In Calais at the weekend, Jeremy Corbyn also wanted to show compassion. He saw people living in horrible conditions and he thought that the best way to make things better for them was to let them all come and live in the UK. "We're talking 3,000 people," he said. "It's not very many."

On this particular point, Jeremy Corbyn is right. 3,000 people is "not very many". What he didn't say was what happens next. When the next 3,000 people go to Calais, and the 3,000 after that, and the 3,000 after that, do you keep welcoming them into the country because 3,000 people is "not very many"? Angela Merkel thought she might get half a million refugees and migrants. Germany has an aging population and it can probably cope with half a million refugees and migrants. Last year, 1.2 million people arrived in her country. They are still pouring in to her country. Some of them, of course, are escaping war. But only a fifth of the people who tried to claim asylum in Europe last year are from Syria. The vast majority are not trying to escape a war, and the vast majority are young men.

It is, of course, very sad that so many young men around the world feel they would have a better future in Europe. But you'd only need to look at a graph to see why. Germany is the fourth richest country in the world. Britain is the sixth richest country in the world. Most of the 7.4 billion people in the world will probably be right to assume that life in Britain, Germany and other countries in Western Europe is likely to be easier than it is in their own.
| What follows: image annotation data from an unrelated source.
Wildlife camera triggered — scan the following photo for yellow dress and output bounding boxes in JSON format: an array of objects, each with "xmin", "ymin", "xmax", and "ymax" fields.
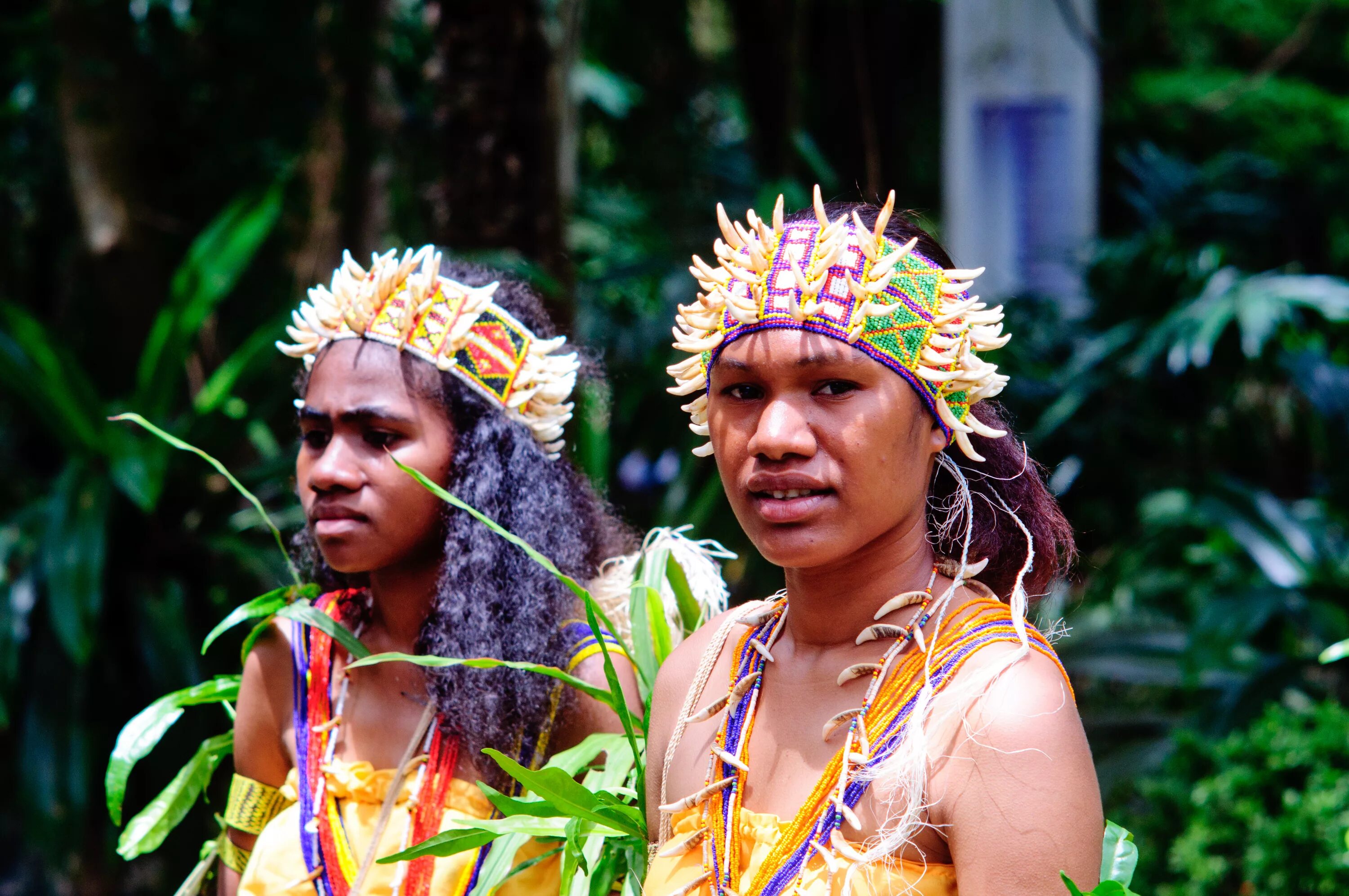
[
  {"xmin": 643, "ymin": 807, "xmax": 956, "ymax": 896},
  {"xmin": 239, "ymin": 760, "xmax": 560, "ymax": 896}
]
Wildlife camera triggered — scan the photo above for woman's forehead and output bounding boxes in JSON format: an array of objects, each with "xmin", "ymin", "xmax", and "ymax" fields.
[{"xmin": 714, "ymin": 329, "xmax": 878, "ymax": 372}]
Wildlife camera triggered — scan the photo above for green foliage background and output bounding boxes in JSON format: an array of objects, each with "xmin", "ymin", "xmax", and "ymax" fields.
[{"xmin": 0, "ymin": 0, "xmax": 1349, "ymax": 893}]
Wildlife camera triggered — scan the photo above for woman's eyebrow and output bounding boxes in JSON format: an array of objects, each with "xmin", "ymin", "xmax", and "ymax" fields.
[{"xmin": 298, "ymin": 405, "xmax": 415, "ymax": 425}]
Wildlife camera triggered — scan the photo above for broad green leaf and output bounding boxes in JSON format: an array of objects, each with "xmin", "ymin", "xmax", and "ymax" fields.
[
  {"xmin": 117, "ymin": 731, "xmax": 235, "ymax": 861},
  {"xmin": 348, "ymin": 655, "xmax": 611, "ymax": 704},
  {"xmin": 483, "ymin": 748, "xmax": 646, "ymax": 837},
  {"xmin": 40, "ymin": 460, "xmax": 111, "ymax": 665},
  {"xmin": 201, "ymin": 584, "xmax": 318, "ymax": 655},
  {"xmin": 103, "ymin": 675, "xmax": 241, "ymax": 825},
  {"xmin": 390, "ymin": 455, "xmax": 637, "ymax": 753},
  {"xmin": 108, "ymin": 413, "xmax": 305, "ymax": 587},
  {"xmin": 478, "ymin": 781, "xmax": 561, "ymax": 818},
  {"xmin": 135, "ymin": 178, "xmax": 285, "ymax": 413},
  {"xmin": 375, "ymin": 830, "xmax": 498, "ymax": 865},
  {"xmin": 192, "ymin": 320, "xmax": 282, "ymax": 414},
  {"xmin": 665, "ymin": 553, "xmax": 703, "ymax": 637},
  {"xmin": 277, "ymin": 601, "xmax": 370, "ymax": 660},
  {"xmin": 468, "ymin": 834, "xmax": 532, "ymax": 896},
  {"xmin": 544, "ymin": 734, "xmax": 633, "ymax": 777},
  {"xmin": 0, "ymin": 302, "xmax": 104, "ymax": 455},
  {"xmin": 627, "ymin": 582, "xmax": 660, "ymax": 694},
  {"xmin": 1101, "ymin": 819, "xmax": 1139, "ymax": 887},
  {"xmin": 1317, "ymin": 638, "xmax": 1349, "ymax": 663},
  {"xmin": 560, "ymin": 818, "xmax": 594, "ymax": 879}
]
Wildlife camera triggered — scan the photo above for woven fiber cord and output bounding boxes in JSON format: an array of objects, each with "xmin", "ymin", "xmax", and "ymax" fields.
[{"xmin": 657, "ymin": 601, "xmax": 768, "ymax": 843}]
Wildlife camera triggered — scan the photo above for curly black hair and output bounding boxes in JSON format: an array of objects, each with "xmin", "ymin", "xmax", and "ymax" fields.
[
  {"xmin": 294, "ymin": 260, "xmax": 635, "ymax": 781},
  {"xmin": 786, "ymin": 202, "xmax": 1077, "ymax": 601}
]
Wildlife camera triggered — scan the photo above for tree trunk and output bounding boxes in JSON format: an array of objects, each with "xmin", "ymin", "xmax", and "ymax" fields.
[{"xmin": 430, "ymin": 0, "xmax": 580, "ymax": 322}]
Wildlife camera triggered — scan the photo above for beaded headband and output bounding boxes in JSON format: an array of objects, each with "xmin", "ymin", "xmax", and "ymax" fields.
[
  {"xmin": 666, "ymin": 186, "xmax": 1012, "ymax": 460},
  {"xmin": 277, "ymin": 245, "xmax": 580, "ymax": 460}
]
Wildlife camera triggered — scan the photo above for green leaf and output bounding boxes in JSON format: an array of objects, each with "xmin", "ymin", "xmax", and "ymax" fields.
[
  {"xmin": 103, "ymin": 675, "xmax": 241, "ymax": 825},
  {"xmin": 468, "ymin": 834, "xmax": 534, "ymax": 896},
  {"xmin": 108, "ymin": 413, "xmax": 305, "ymax": 587},
  {"xmin": 277, "ymin": 601, "xmax": 370, "ymax": 660},
  {"xmin": 192, "ymin": 320, "xmax": 282, "ymax": 414},
  {"xmin": 1101, "ymin": 819, "xmax": 1139, "ymax": 887},
  {"xmin": 375, "ymin": 830, "xmax": 498, "ymax": 865},
  {"xmin": 627, "ymin": 582, "xmax": 660, "ymax": 694},
  {"xmin": 201, "ymin": 584, "xmax": 318, "ymax": 655},
  {"xmin": 42, "ymin": 459, "xmax": 111, "ymax": 665},
  {"xmin": 347, "ymin": 651, "xmax": 611, "ymax": 704},
  {"xmin": 173, "ymin": 834, "xmax": 225, "ymax": 896},
  {"xmin": 1317, "ymin": 638, "xmax": 1349, "ymax": 663},
  {"xmin": 483, "ymin": 748, "xmax": 646, "ymax": 837},
  {"xmin": 135, "ymin": 178, "xmax": 285, "ymax": 413},
  {"xmin": 0, "ymin": 302, "xmax": 105, "ymax": 455},
  {"xmin": 665, "ymin": 553, "xmax": 703, "ymax": 637},
  {"xmin": 117, "ymin": 731, "xmax": 235, "ymax": 861},
  {"xmin": 478, "ymin": 781, "xmax": 563, "ymax": 818},
  {"xmin": 390, "ymin": 455, "xmax": 645, "ymax": 750}
]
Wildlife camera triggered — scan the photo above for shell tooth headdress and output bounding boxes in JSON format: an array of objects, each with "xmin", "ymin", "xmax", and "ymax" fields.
[
  {"xmin": 277, "ymin": 245, "xmax": 580, "ymax": 459},
  {"xmin": 668, "ymin": 186, "xmax": 1012, "ymax": 460}
]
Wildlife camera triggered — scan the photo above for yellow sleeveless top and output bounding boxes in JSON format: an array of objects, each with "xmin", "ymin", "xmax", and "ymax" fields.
[
  {"xmin": 643, "ymin": 806, "xmax": 956, "ymax": 896},
  {"xmin": 239, "ymin": 760, "xmax": 560, "ymax": 896}
]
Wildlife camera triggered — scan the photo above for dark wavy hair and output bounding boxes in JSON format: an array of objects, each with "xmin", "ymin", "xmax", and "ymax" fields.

Forty percent of people in poor countries, according to a Gallup poll, want to move to a richer country. And poorer countries don't just have a lower standard of living. They're also likely to have more violence, more repressive governments and more wars. In 2004, the asylum rules changed to include anyone who was at risk of "indiscriminate violence in a situation of international or armed internal conflict". There is a lot of "armed internal conflict" in the world. In an ideal world, we should be able to offer a safe haven to all of the people who are trying to get away from poverty, repressive governments and "indiscriminate violence", but this is not an ideal world, and the truth is: we can't.

So we have decided, instead, to have a system that rewards the youngest, the fittest and the male. Last year, nearly three quarters of asylum seekers in the UK were male. When you take into account dependents, it's still more than two thirds. Ninety per cent of the asylum seekers under the age of 18 were male. It's the same throughout Europe. When you see the footage of people queuing up by barbed wire fences, most of the people in those queues are men.

I have nothing against men. I even quite like some men. But are we really saying that Europe is much more likely to be a safe haven if you're male? And are we really happy to let the people smugglers decide who gets into Europe and who doesn't? The people who are happy to take people's life savings, cram them on to a boat that should never go near a sea and finger their cash as they watch them die?

I like Bill Bryson. I respect Angela Merkel. Jeremy Corbyn? Not so much. But this is not what I call compassion.

We, in the West, did not earn our good luck. Many people in the world would risk their lives for a tiny taste of our good luck. Some of them do, and some of them die. Some of them don't die, and a whole new hard path starts. We who are lucky should certainly try and help some of the people who are much less lucky, but it's time to face up to the fact that we can't help all of them, and we sure as hell can't do it like this.